87. YESUS DAN ISHAK DEKAT DOCO. KEBERANGKATAN MENUJU ESDRAELON
25 Januari 1945
"Dan aku beritahu Engkau, Guru, bahwa orang-orang sederhana lebih baik. Orang-orang yang aku ajak bicara kalau tidak menertawakanku mereka mengacuhkanku. Oh! Orang-orang kecil di Yuta!" Adalah Ishak yang berbicara kepada Yesus. Mereka semua dalam satu kelompok duduk di atas rumput di tepian sungai. Ishak kelihatannya sedang memberikan laporan atas hasil kerjanya. Yudas ikut berbicara dan, suatu hal yang luar biasa, dia menyebut gembala dengan namanya: "Ishak, aku sependapat denganmu. Kita membuang-buang waktu dan kehilangan iman kita menghadapi mereka. Aku menyerah."

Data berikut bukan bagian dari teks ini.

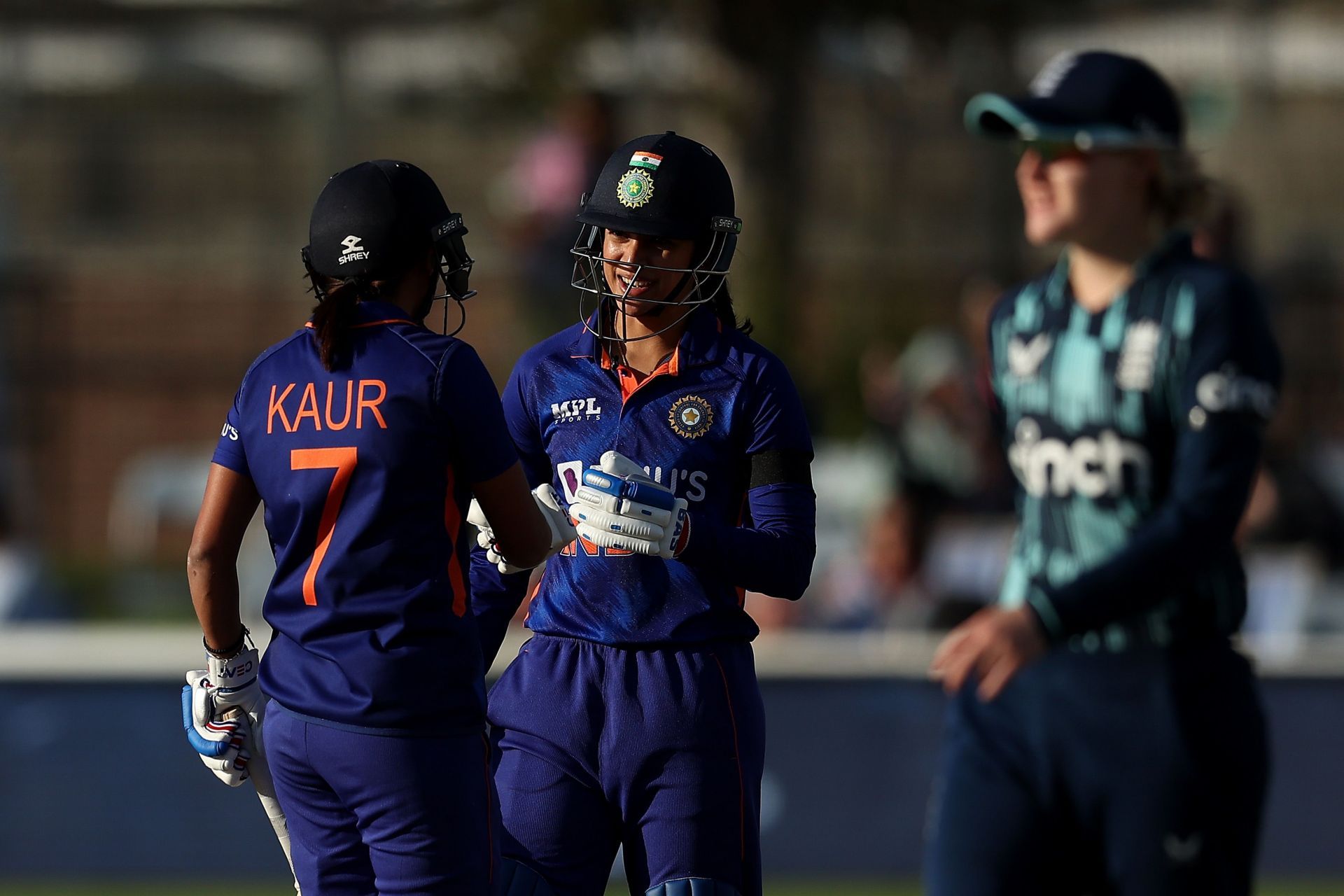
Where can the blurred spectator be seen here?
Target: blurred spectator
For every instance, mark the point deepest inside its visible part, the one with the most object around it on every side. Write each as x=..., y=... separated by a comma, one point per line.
x=879, y=583
x=1221, y=235
x=539, y=194
x=932, y=403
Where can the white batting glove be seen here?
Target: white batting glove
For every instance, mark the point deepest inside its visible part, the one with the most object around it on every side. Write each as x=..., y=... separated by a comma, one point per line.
x=222, y=743
x=620, y=507
x=558, y=520
x=222, y=710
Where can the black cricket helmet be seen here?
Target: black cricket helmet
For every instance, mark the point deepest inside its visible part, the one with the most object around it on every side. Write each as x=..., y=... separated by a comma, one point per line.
x=374, y=219
x=659, y=186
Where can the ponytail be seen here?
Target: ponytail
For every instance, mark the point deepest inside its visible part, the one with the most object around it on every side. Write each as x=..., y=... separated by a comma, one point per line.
x=722, y=308
x=335, y=315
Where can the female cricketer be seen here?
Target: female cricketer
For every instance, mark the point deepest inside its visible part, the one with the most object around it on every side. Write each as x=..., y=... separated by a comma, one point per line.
x=365, y=434
x=634, y=716
x=1105, y=736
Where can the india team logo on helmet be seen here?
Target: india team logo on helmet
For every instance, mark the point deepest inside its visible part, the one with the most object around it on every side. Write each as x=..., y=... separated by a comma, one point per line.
x=691, y=416
x=635, y=188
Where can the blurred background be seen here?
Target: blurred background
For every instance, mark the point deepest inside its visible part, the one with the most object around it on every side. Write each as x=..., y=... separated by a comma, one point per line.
x=158, y=164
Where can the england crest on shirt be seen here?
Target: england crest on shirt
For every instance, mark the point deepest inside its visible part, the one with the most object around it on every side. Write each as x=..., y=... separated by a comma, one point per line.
x=1139, y=356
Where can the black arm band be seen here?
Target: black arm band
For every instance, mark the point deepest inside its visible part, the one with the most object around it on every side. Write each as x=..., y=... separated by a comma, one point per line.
x=232, y=650
x=774, y=468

"Aku tidak. Tapi itu membuatku menderita. Aku menyerah hanya jika Guru menyuruhku. Selama bertahun-tahun aku sudah terbiasa menderita demi setia pada kebenaran. Aku tak dapat mengatakan kebohongan demi mendapatkan kebaikan dari orang-orang yang berkuasa. Dan tahukah kalian berapa kali mereka datang untuk memperolokku, di ruang di mana aku terbaring sakit, menjanjikan bantuan - oh! pasti itu janji-janji palsu - jika aku mau mengatakan bahwa aku telah berbohong, dan bahwa Engkau, Yesus, bukanlah Juruselamat Yang Baru Dilahirkan?! Tapi aku tak dapat berbohong. Jika aku berbohong maka aku akan menyangkal sukacitaku sendiri, aku akan membunuh satu-satunya harapanku, aku akan menolak Engkau, Tuhanku! Menolak Engkau! Dalam gelap kemalanganku, dalam sakitku yang muram, selalu ada suatu langit bertaburan bintang-bintang di atasku: wajah ibuku, satu-satunya sukacita dalam hidup yatimku, wajah seorang mempelai, yang tidak pernah menjadi milikku dan yang terus aku cintai bahkan sesudah kematiannya. Mereka ini adalah dua bintang kecil. Dan dua bintang besar, yang bagai bulan yang paling murni: Yosef dan Maria yang tersenyum pada sang Bayi Yang Baru Dilahirkan dan pada kami para gembala miskin, dan wajah-Mu yang cemerlang, tak berdosa, lembut, kudus, kudus, kudus adalah pusat dari langit hatiku. Aku tak dapat menolak langit milikku itu! Aku tak mau menjauhkan diriku dari terangnya, sebab tak ada lainnya yang sebegitu murni. Lebih baik aku menolak diriku sendiri, atau lebih baik aku hidup dalam siksan, daripada menolak Engkau, kenanganku yang terberkati, Yesus-ku Yang Baru Dilahirkan!"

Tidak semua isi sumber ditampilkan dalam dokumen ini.